If you have not done so yet it may be time to sign-up with Netflix as it the most affordable entertainment on the planet, offering the widest choices for all palates.
I’ve been itching to write this review for awhile. I am thrilled, invigorated by Netflix’s brilliant distribution deal of, Someone Feed Phil. The series is an epicurian journey by writer, co-producer Phil Rosenthal of Everybody Loves Raymond renown–the successful, award-winning comedic series.
In Someone Feed Phil, Rosenthal is Host on its far-reaching journeys around the globe–an “experiencer” rather than a food connoisseur–replete with the wit and humor we have experienced in his many productions.

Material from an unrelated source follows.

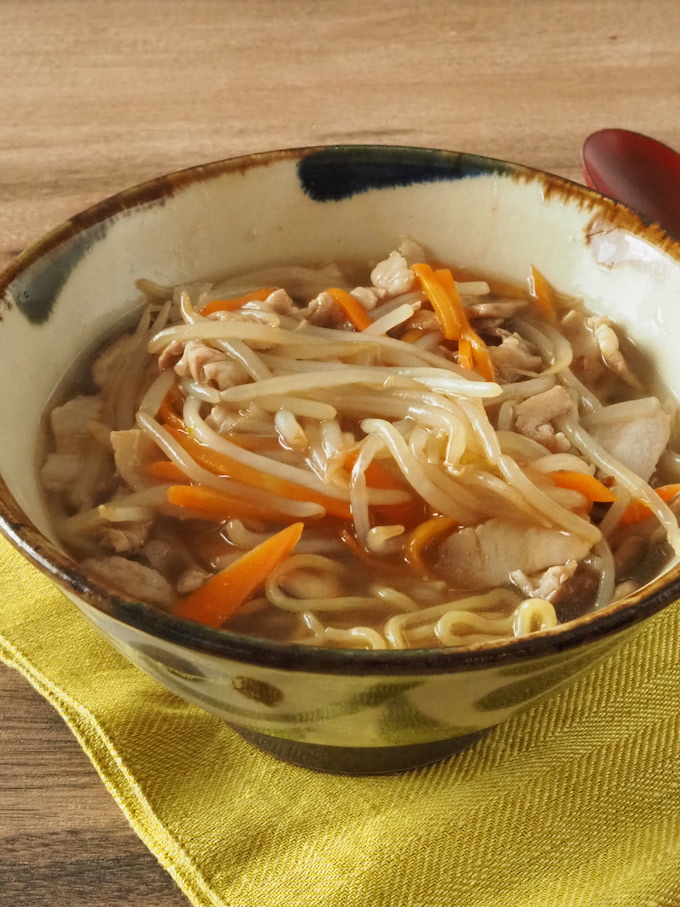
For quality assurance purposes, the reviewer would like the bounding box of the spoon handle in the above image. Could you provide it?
[582,128,680,239]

Frankly, the show could be titled, Everybody Loves Phil. This lanky, blue-eyed jew from Queen’s, New York, opens our hearts, makes us laugh and travel as few productions–if any–have succeeded this far.
Bourdain was excellent but brooding–the “Heatscliffe” of food tourism (may he RIP.) Rick Steve’s whom I viewed by television broadcast long ago was informed, a great tour guide. Rosenthal is unrivaled for his wit and delivered moments of joy.
Who does not yearn for joy? And the opportunity to travel virtually with your family and friends–without an irradiating contraption on your head.
The production quality is five star–sound, lights, music, camera work, editing. The crew is reportedly numbered at 25.
The only thing missing as of today is a notice of next episodes. I simply cannot wait to see where Phil goes next.
The current episodes open in Venice, Italy. The comedy is instant.
The camera pushes in quickly through the crowd in Piazza San Marco and stops at Phil sitting alone at a table, a pigeon brazenly sitting atop (see feature photo above.) He had me at the pigeon, and his expression. I was all in.
I can attest to the presence of pigeons in the piazza–they are its more permanent citizens. I have also rowed a gondola, the gondolier sitting back and instructing me. He was not cruel enough to direct me into the Grand Canal as Phil’s instructor did. He whined and offered comedic relief in his exhaustion and concern, closing on a view of the blister on his thumb.
“Beyond schvitzing it’s now holishing. That means roasting in one’s own juices,” Phil laments. “Can we row to the hospital?”
Throughout each episode his wit looms to the point where you wait for it. The shows cut to Phil commenting on grey screen–making hay of the moment. It may just be a look–his facial expressions are legendary.
There is no pretense in Phil. He leaves the glory to his guests. In Modena, an hour from Venice, he visits Chef Massimo Bottura, who runs “the world’s best restaurant,” Osteria Francescana. But first, Phil takes you through Modena to experience the only place on earth where certified parmigiana reggiano and balsamic vinegar are sourced.
In twelve episodes Phil takes you to Venice, Copenhagen, Dublin, Buenos Aires, Capetown, Saigon, Bangkok, Lisbon, Tel Aviv, Mexico City, New Orleans and New York. Lisbon and Saigon rank among my favorite episodes.
Somebody Feed Maggie more Phil please. I mean episodes (although I trust his wife Monica would agree.)
While we are on the topic of family, each episode wraps on a Skype video call to his parents in New York. I don’t want to be a spoiler, but their exchanges are precious, iconoclastic and hilarious.